Data sources to consider
| Source | What you get |
|---|---|
| AASHE STARS reports | Campus sustainability metrics — many universities publish bottle data |
| EPA Facts and Figures on MSW | US recycling/landfill rates for PET bottles |
| National Geographic plastic waste data | Per-capita single-use estimates |
| IBWA bottled-water industry stats | Per-unit production water + carbon footprint |
| University facilities reports | Refill-station counter data (Elkay, Brita) |
| Local recycling-MRF data | Actual recovery rates, often <30% |
Common pitfalls and judge commentary patterns
- Ignoring substitution. "Ban removes 100% of bottle waste" is naïve. The judges flagged this exact issue in their commentary.
- Static behaviour. Habits change over time — refill-station use is small in year 1 and grows.
- Cherry-picked recycling rate. PET recycling on campus is typically much lower than the 30% national headline number. Use observed campus data.
- No financial side. The president cares about both axes — papers that only do CO₂ get marked down.
- Recommending without conditions. Strong papers say "ban yes, if refill density > 1/200 students within X meters" — i.e., a contingent recommendation.
Python sketch
Discrete weekly flow simulation with substitution. Adjust constants for your chosen campus.
import numpy as np
WEEKS = 52 * 5
N_STUDENTS = 10_000
# baseline weekly purchases per student (illustrative)
buy0 = 1.5
# substitution shares under "ban + refills"
subs = dict(can=0.20, reuse=0.55, off=0.15, skip=0.10)
# per-unit footprints (g CO2 / g plastic), illustrative
fp = {"bottle": (83, 10), "can": (170, 0), "reuse": (3, 0), "off": (83, 10), "skip": (0, 0)}
def simulate(policy):
co2, plastic, revenue = 0, 0, 0
for w in range(WEEKS):
if policy == "none":
u = {"bottle": buy0}
else: # ban
u = {k: buy0 * v for k, v in subs.items()}
for kind, per_student in u.items():
n = per_student * N_STUDENTS
c, p = fp[kind]
co2 += n * c; plastic += n * p
revenue += n * (1.75 if kind == "bottle" else 0)

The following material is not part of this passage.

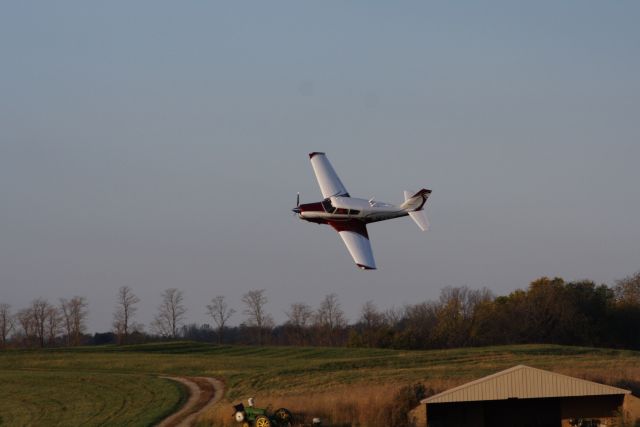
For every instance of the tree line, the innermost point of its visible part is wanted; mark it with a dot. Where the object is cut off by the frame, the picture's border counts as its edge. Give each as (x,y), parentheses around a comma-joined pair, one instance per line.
(549,310)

return co2/1e6, plastic/1e3, revenue # tCO2, kg plastic, $
print("no ban:", simulate("none"))
print("ban :", simulate("ban"))
Sensitivity & validation checklist
- Sweep the reusable-substitution share $s_{\text{reuse}}$ from 30% to 80%. Where does the ban stop helping?
- Use a +$0.10 surcharge instead of a ban — compare net impact and revenue.
- Vary recycling rate from 10% to 50%; does the recommendation flip?
- Compare against a real campus (e.g., University of Vermont post-ban data) for sanity.
- Confirm units throughout — kg plastic vs. g plastic is a classic mistake.